Hello, I’m absolutely lost about how to use LeaveOneGroupOut as a cross validation strategy for cross_validate.
Here’s my code ending with an error:
# I assume the result of the previous question is not here for nothing
unique_ride_dates = np.unique(cycling.index.date)
# No idea of what I am doing here but it seems to match with the instructions
group, unique = pd.factorize(unique_ride_dates)
# create cv
from sklearn.model_selection import LeaveOneGroupOut
cv = LeaveOneGroupOut()
# Reusing the previous model with the (proper ?) parameter for LeaveOneGroupOut()
cv_results_linear = cross_validate(
linear_model , data, target,
cv=cv, groups=group,
scoring='neg_mean_absolute_error',
return_estimator=True,
return_train_score=True
)
# And here's the error:
ValueError: Found input variables with inconsistent numbers of samples: [38254, 38254, 4]
I understand the error: my data and target have a length of 30k+ samples whereas the array group have a length of 4 ranging from 0 to 3. But that’s what the previous instructions were asking for (I think ?). So I guess my error stem from my misunderstanding about LOGO.
I have already check the documentation of LOGO but I wasn’t able to make sense of it: LOGO doesn’t take any paramter, it just have 2 methods that I tried to use but my code end with the same error anyway.

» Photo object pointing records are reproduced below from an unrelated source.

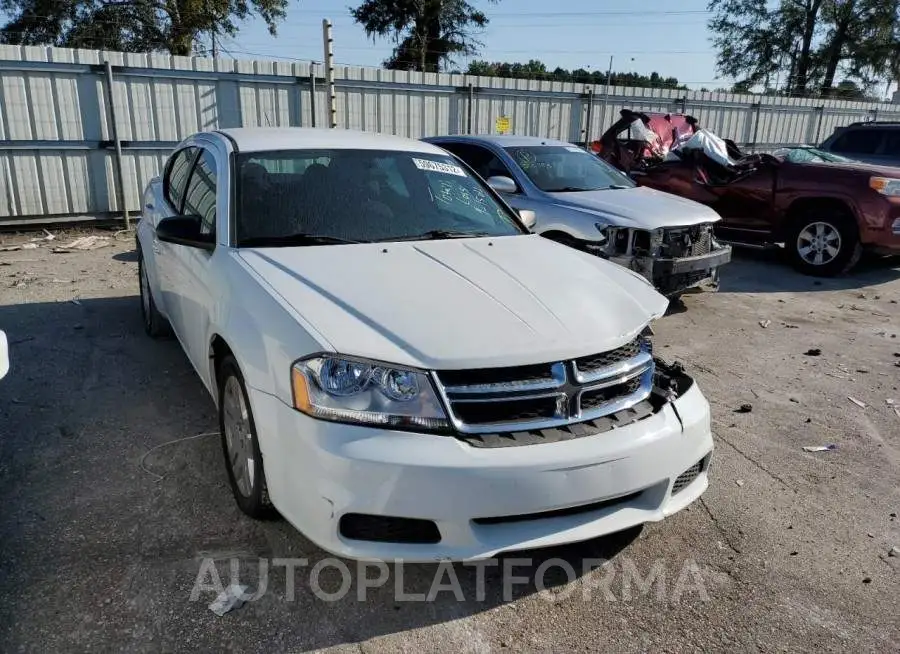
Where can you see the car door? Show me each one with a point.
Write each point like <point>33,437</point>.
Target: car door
<point>175,180</point>
<point>192,266</point>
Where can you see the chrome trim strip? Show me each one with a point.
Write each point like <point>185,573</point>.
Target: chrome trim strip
<point>557,378</point>
<point>617,369</point>
<point>505,398</point>
<point>620,403</point>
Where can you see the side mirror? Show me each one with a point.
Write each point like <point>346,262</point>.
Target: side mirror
<point>502,184</point>
<point>4,355</point>
<point>528,218</point>
<point>184,230</point>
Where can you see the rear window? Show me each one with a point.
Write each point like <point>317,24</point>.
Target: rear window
<point>858,141</point>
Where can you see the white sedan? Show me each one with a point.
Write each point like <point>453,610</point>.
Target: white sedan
<point>401,369</point>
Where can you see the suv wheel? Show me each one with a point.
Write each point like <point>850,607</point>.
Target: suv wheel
<point>240,445</point>
<point>823,242</point>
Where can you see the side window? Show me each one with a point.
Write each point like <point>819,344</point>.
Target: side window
<point>200,199</point>
<point>892,143</point>
<point>858,141</point>
<point>175,180</point>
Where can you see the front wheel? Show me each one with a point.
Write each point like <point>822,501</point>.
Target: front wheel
<point>823,243</point>
<point>240,445</point>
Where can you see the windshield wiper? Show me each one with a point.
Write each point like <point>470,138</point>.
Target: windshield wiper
<point>293,239</point>
<point>435,234</point>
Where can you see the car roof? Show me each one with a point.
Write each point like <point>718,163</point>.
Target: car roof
<point>503,141</point>
<point>262,139</point>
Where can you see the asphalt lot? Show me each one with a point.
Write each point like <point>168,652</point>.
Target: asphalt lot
<point>790,548</point>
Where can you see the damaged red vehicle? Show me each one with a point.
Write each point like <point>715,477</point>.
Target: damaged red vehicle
<point>824,208</point>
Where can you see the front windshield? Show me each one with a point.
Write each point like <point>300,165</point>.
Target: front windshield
<point>809,155</point>
<point>361,196</point>
<point>561,169</point>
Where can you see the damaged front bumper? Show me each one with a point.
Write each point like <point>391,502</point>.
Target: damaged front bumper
<point>675,260</point>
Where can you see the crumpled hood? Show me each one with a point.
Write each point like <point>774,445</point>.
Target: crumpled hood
<point>462,303</point>
<point>641,207</point>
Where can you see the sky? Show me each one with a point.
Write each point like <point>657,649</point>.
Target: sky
<point>641,35</point>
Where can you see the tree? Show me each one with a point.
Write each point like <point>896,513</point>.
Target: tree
<point>804,44</point>
<point>428,33</point>
<point>175,26</point>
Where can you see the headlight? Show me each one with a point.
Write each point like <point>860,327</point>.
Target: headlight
<point>885,185</point>
<point>366,392</point>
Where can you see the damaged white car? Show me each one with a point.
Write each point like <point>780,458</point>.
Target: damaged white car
<point>587,204</point>
<point>400,368</point>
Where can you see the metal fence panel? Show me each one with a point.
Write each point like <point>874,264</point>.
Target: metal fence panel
<point>57,160</point>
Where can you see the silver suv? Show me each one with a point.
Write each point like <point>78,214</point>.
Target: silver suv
<point>872,142</point>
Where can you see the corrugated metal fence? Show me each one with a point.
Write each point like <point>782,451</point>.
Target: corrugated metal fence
<point>57,156</point>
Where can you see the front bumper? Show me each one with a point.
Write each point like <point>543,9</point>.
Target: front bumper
<point>318,472</point>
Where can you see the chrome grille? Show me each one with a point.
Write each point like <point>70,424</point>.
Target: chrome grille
<point>496,400</point>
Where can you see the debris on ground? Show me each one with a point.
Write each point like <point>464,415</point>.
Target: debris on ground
<point>229,599</point>
<point>820,448</point>
<point>83,243</point>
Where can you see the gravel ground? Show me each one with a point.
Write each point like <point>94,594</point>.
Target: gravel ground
<point>787,550</point>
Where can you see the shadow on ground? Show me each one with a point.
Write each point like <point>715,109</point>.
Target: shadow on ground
<point>104,543</point>
<point>765,271</point>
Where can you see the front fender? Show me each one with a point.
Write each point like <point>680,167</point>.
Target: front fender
<point>581,225</point>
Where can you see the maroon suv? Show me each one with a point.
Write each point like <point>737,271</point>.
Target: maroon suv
<point>825,208</point>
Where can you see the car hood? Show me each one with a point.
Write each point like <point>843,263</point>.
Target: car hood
<point>640,207</point>
<point>461,303</point>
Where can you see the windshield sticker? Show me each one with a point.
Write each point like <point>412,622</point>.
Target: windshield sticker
<point>525,159</point>
<point>438,167</point>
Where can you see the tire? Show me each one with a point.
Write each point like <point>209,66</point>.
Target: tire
<point>240,444</point>
<point>155,323</point>
<point>823,242</point>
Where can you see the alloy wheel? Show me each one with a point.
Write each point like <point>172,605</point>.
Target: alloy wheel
<point>238,436</point>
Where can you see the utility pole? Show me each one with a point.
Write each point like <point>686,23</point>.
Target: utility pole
<point>329,72</point>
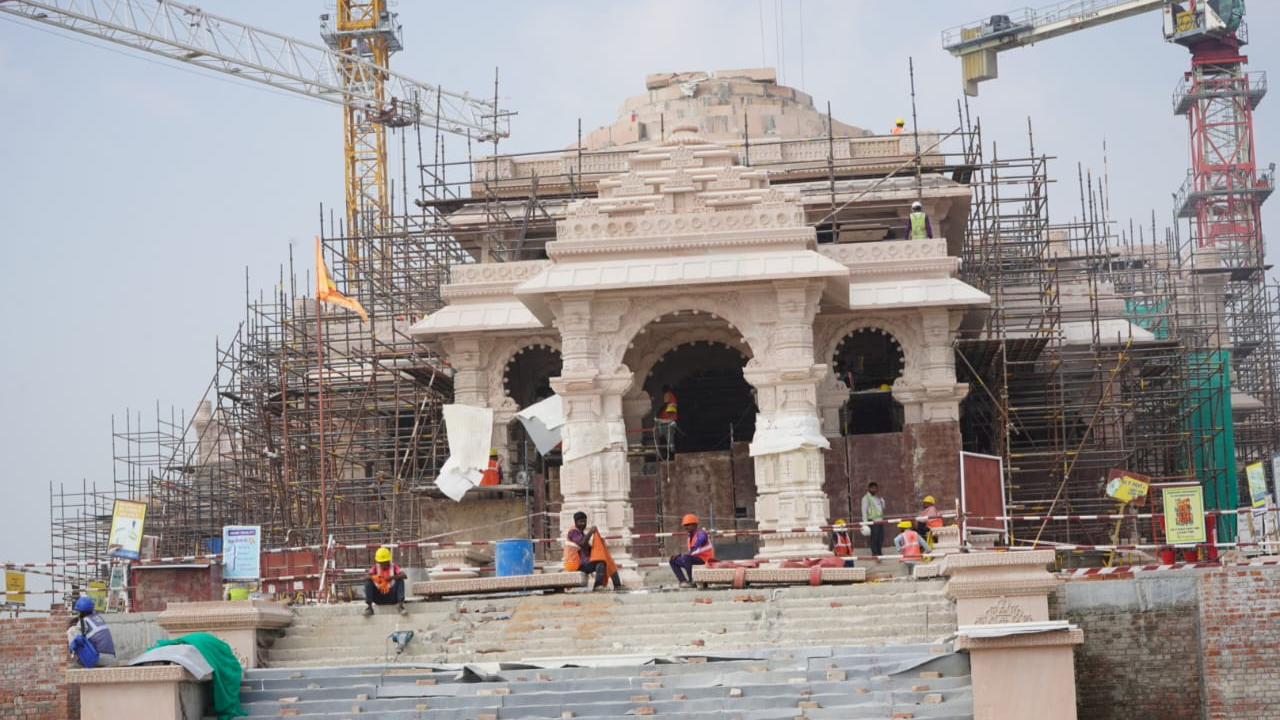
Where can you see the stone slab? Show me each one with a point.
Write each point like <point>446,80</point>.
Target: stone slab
<point>433,589</point>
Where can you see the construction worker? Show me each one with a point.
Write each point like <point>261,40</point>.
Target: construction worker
<point>664,424</point>
<point>698,551</point>
<point>841,545</point>
<point>928,519</point>
<point>918,226</point>
<point>492,474</point>
<point>910,546</point>
<point>384,583</point>
<point>593,555</point>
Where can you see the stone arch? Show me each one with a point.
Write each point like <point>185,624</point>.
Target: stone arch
<point>526,372</point>
<point>867,363</point>
<point>727,306</point>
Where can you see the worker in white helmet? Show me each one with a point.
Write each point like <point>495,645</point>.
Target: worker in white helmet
<point>384,583</point>
<point>918,226</point>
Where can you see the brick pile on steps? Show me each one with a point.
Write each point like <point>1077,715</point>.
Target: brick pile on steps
<point>506,628</point>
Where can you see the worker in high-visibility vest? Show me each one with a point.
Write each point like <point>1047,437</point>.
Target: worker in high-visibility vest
<point>492,474</point>
<point>698,551</point>
<point>841,545</point>
<point>918,226</point>
<point>928,519</point>
<point>910,546</point>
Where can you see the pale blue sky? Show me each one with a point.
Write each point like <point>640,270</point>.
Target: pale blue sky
<point>136,191</point>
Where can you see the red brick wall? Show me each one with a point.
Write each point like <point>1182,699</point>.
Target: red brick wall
<point>1137,664</point>
<point>32,670</point>
<point>1239,633</point>
<point>1176,646</point>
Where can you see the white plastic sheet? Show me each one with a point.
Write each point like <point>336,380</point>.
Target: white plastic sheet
<point>787,433</point>
<point>469,429</point>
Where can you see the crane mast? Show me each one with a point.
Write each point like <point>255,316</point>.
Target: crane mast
<point>364,31</point>
<point>350,72</point>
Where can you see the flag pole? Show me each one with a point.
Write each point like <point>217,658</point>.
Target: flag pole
<point>324,459</point>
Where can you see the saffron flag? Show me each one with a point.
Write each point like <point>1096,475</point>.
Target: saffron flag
<point>328,292</point>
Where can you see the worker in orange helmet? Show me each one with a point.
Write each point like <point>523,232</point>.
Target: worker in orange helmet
<point>698,551</point>
<point>492,474</point>
<point>384,583</point>
<point>910,546</point>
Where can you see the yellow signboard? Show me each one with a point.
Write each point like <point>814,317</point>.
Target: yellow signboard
<point>126,538</point>
<point>1127,487</point>
<point>14,587</point>
<point>1184,515</point>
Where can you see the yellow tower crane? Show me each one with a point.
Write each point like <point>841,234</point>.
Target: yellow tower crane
<point>351,72</point>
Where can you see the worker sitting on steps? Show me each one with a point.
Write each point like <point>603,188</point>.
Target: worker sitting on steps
<point>492,474</point>
<point>928,519</point>
<point>698,551</point>
<point>664,424</point>
<point>588,554</point>
<point>384,583</point>
<point>910,546</point>
<point>918,226</point>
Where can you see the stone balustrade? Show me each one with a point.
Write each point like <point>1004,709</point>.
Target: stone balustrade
<point>155,692</point>
<point>247,625</point>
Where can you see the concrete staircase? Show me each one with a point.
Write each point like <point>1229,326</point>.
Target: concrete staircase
<point>917,680</point>
<point>576,624</point>
<point>874,650</point>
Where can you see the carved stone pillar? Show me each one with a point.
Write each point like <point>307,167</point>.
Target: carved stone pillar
<point>787,445</point>
<point>931,393</point>
<point>1022,665</point>
<point>595,477</point>
<point>470,377</point>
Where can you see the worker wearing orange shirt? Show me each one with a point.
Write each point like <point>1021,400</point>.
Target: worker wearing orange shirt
<point>493,473</point>
<point>698,551</point>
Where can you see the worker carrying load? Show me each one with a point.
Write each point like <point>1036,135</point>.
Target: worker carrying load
<point>492,474</point>
<point>918,226</point>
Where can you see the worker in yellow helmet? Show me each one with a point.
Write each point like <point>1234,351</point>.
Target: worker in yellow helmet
<point>841,545</point>
<point>384,583</point>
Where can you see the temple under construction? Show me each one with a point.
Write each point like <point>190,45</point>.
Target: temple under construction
<point>1064,349</point>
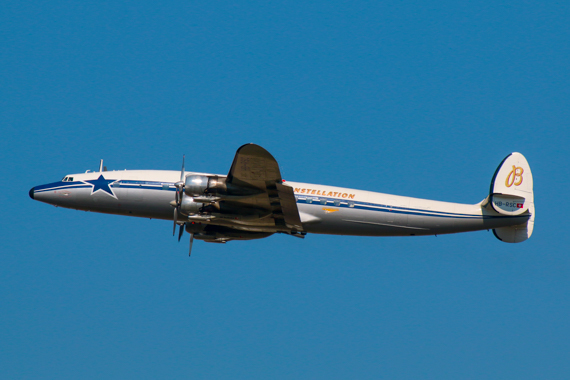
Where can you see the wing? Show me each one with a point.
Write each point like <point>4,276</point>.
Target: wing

The exemple of the doc doesn’t features LOGO as a cross_validate strategy. The only instance were it does features as a cross_validate strat is in an exemple of the course where the value for the groups parameter (an array of 100+ dates featuring the year quarter) does not looks like the group length 4 array in Q7 which, as I understand, is required by the exercice instructions.